Questions of Life and Death : Who Lives? Decision by Committee
The Pacific Northwest is no place for a Henry David Thoreau with bad kidneys.
--UCLA Law Review, 1968
It helped if you went to church and gave to the United Way. And it went without saying that you would have a steady job, small children and a good, loving wife.
But if you needed kidney dialysis, it was not good to be the loving wife, or a person of color, or unmarried, or too old or too young. And it was of no use at all to be artistic or even the slightest bit eccentric.
In short, if your kidneys were failing, it was best not to be “different” if you wanted to be judged a person of social worth.
In Seattle in the summer of 1961, six men and one woman--known as the “Life or Death Committee”--convened what has been called the forerunner of modern bioethics committees.
Three decades later, the role of ethics committees has changed dramatically. No longer do they make final decisions about who deserves to be saved. But the extraordinary experiences of this group of “ordinary” citizens remain a testament to the wrenching ordeal of deciding who lives and who dies.

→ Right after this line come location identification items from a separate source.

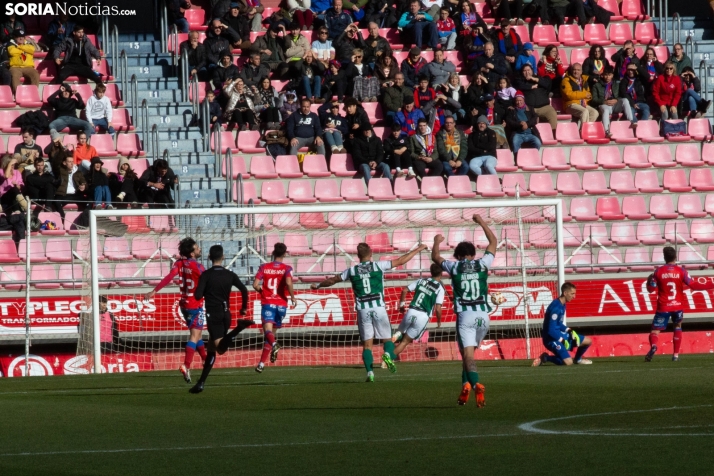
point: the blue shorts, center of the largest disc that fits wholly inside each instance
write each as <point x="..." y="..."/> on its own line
<point x="661" y="319"/>
<point x="195" y="318"/>
<point x="273" y="313"/>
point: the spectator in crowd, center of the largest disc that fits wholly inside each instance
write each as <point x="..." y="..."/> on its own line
<point x="680" y="59"/>
<point x="368" y="155"/>
<point x="412" y="67"/>
<point x="11" y="184"/>
<point x="575" y="91"/>
<point x="65" y="102"/>
<point x="521" y="120"/>
<point x="691" y="100"/>
<point x="21" y="61"/>
<point x="606" y="97"/>
<point x="269" y="46"/>
<point x="196" y="56"/>
<point x="99" y="110"/>
<point x="536" y="91"/>
<point x="633" y="90"/>
<point x="337" y="20"/>
<point x="452" y="146"/>
<point x="239" y="108"/>
<point x="667" y="92"/>
<point x="78" y="54"/>
<point x="424" y="152"/>
<point x="303" y="129"/>
<point x="396" y="96"/>
<point x="482" y="148"/>
<point x="156" y="184"/>
<point x="446" y="29"/>
<point x="398" y="149"/>
<point x="491" y="64"/>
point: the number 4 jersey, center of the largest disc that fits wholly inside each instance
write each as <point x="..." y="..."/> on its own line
<point x="469" y="281"/>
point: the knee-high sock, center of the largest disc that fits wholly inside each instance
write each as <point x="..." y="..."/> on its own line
<point x="207" y="366"/>
<point x="368" y="359"/>
<point x="190" y="351"/>
<point x="677" y="340"/>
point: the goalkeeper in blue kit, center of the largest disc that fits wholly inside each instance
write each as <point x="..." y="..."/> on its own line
<point x="558" y="337"/>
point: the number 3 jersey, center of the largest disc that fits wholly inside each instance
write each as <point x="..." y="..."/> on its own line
<point x="367" y="281"/>
<point x="469" y="281"/>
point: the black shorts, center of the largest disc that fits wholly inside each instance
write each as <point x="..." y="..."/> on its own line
<point x="218" y="323"/>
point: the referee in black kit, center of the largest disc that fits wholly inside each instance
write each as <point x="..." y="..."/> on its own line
<point x="215" y="286"/>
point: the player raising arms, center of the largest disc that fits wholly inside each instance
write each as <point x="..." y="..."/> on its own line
<point x="272" y="281"/>
<point x="668" y="281"/>
<point x="469" y="281"/>
<point x="428" y="296"/>
<point x="189" y="270"/>
<point x="559" y="338"/>
<point x="367" y="279"/>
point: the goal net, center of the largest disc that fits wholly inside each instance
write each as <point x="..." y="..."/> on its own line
<point x="130" y="251"/>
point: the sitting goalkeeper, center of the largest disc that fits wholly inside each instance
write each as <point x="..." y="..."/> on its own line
<point x="559" y="338"/>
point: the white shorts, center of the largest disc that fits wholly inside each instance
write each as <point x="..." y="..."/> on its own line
<point x="471" y="328"/>
<point x="414" y="323"/>
<point x="373" y="324"/>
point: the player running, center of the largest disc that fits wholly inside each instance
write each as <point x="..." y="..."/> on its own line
<point x="428" y="296"/>
<point x="559" y="338"/>
<point x="668" y="281"/>
<point x="367" y="279"/>
<point x="272" y="281"/>
<point x="189" y="270"/>
<point x="469" y="281"/>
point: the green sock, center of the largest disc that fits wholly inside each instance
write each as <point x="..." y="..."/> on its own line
<point x="389" y="349"/>
<point x="368" y="359"/>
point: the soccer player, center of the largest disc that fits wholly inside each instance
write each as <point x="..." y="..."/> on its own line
<point x="559" y="338"/>
<point x="367" y="279"/>
<point x="428" y="296"/>
<point x="469" y="281"/>
<point x="668" y="281"/>
<point x="189" y="270"/>
<point x="272" y="281"/>
<point x="215" y="286"/>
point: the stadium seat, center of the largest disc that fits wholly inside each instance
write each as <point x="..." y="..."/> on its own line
<point x="568" y="133"/>
<point x="287" y="166"/>
<point x="300" y="191"/>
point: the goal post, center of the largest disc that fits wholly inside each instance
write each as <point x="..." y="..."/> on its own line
<point x="529" y="268"/>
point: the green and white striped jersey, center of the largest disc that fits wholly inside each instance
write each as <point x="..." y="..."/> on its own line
<point x="367" y="281"/>
<point x="427" y="293"/>
<point x="469" y="281"/>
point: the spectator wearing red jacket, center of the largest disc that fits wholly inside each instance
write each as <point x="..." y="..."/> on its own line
<point x="667" y="91"/>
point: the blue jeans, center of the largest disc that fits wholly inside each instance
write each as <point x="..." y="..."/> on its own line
<point x="381" y="170"/>
<point x="487" y="162"/>
<point x="73" y="123"/>
<point x="520" y="139"/>
<point x="311" y="90"/>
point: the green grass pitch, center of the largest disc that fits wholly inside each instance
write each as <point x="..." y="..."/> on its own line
<point x="618" y="416"/>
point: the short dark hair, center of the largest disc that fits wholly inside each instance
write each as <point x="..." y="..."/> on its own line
<point x="186" y="247"/>
<point x="215" y="253"/>
<point x="670" y="254"/>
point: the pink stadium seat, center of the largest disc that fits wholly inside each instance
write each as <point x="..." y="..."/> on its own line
<point x="690" y="206"/>
<point x="459" y="186"/>
<point x="287" y="166"/>
<point x="635" y="157"/>
<point x="327" y="191"/>
<point x="662" y="207"/>
<point x="300" y="191"/>
<point x="623" y="234"/>
<point x="315" y="166"/>
<point x="554" y="159"/>
<point x="568" y="134"/>
<point x="635" y="208"/>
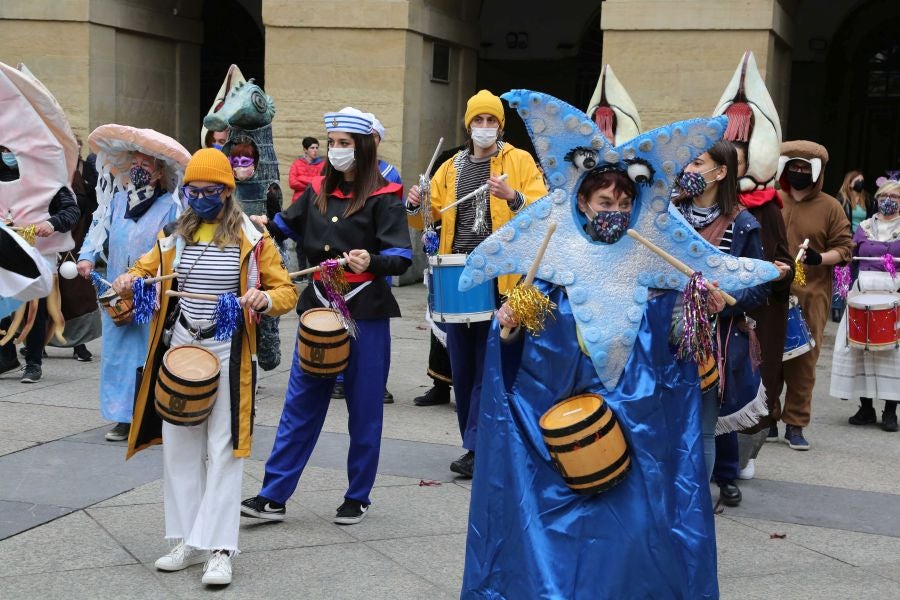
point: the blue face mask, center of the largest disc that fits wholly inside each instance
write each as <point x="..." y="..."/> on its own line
<point x="207" y="207"/>
<point x="9" y="159"/>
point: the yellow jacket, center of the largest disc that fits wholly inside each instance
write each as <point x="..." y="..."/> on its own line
<point x="146" y="427"/>
<point x="524" y="177"/>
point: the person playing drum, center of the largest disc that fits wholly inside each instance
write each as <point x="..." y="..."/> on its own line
<point x="484" y="160"/>
<point x="215" y="249"/>
<point x="124" y="227"/>
<point x="350" y="212"/>
<point x="856" y="372"/>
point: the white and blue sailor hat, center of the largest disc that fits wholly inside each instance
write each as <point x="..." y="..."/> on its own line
<point x="349" y="120"/>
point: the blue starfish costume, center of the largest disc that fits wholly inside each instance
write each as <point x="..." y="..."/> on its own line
<point x="652" y="535"/>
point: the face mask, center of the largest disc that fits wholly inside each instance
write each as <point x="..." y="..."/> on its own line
<point x="694" y="184"/>
<point x="341" y="159"/>
<point x="244" y="173"/>
<point x="888" y="206"/>
<point x="610" y="226"/>
<point x="798" y="180"/>
<point x="207" y="207"/>
<point x="140" y="176"/>
<point x="484" y="137"/>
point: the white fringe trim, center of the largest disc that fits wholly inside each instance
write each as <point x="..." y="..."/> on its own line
<point x="747" y="417"/>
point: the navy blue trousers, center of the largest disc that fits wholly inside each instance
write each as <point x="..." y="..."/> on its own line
<point x="305" y="407"/>
<point x="466" y="345"/>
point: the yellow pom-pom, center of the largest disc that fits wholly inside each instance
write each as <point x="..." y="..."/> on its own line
<point x="799" y="273"/>
<point x="530" y="307"/>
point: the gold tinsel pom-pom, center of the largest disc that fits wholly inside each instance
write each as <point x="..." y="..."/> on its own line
<point x="530" y="306"/>
<point x="29" y="234"/>
<point x="799" y="273"/>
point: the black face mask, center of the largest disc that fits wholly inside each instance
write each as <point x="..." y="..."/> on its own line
<point x="799" y="181"/>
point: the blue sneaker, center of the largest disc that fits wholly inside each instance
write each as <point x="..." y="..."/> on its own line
<point x="793" y="435"/>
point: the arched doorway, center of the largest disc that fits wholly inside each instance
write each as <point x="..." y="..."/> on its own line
<point x="232" y="34"/>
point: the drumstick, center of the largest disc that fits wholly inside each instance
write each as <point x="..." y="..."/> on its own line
<point x="472" y="194"/>
<point x="192" y="295"/>
<point x="315" y="269"/>
<point x="159" y="278"/>
<point x="434" y="157"/>
<point x="532" y="272"/>
<point x="802" y="250"/>
<point x="678" y="264"/>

It was the development of a simple U-shaped Teflon tube that led to creation of that early ethics panel.
On a cold January morning in 1960, Seattle physician Belding Scribner was awakened before dawn by an idea that would revolutionize the treatment of patients dying of kidney disease.
Although kidney machines were not new--the first crude one was built in 1912--they were suited for only short-term use because each time a patient was hooked up, an artery or a vein had to be cut open.
For the more than 100,000 chronic kidney patients in the United States who required dialysis three times a week, this was not a lifesaving option until Scribner introduced his invention, which could be left in the patient’s forearm for repeated use. By July, 1960, patients with total kidney failure were being kept alive and surprisingly healthy.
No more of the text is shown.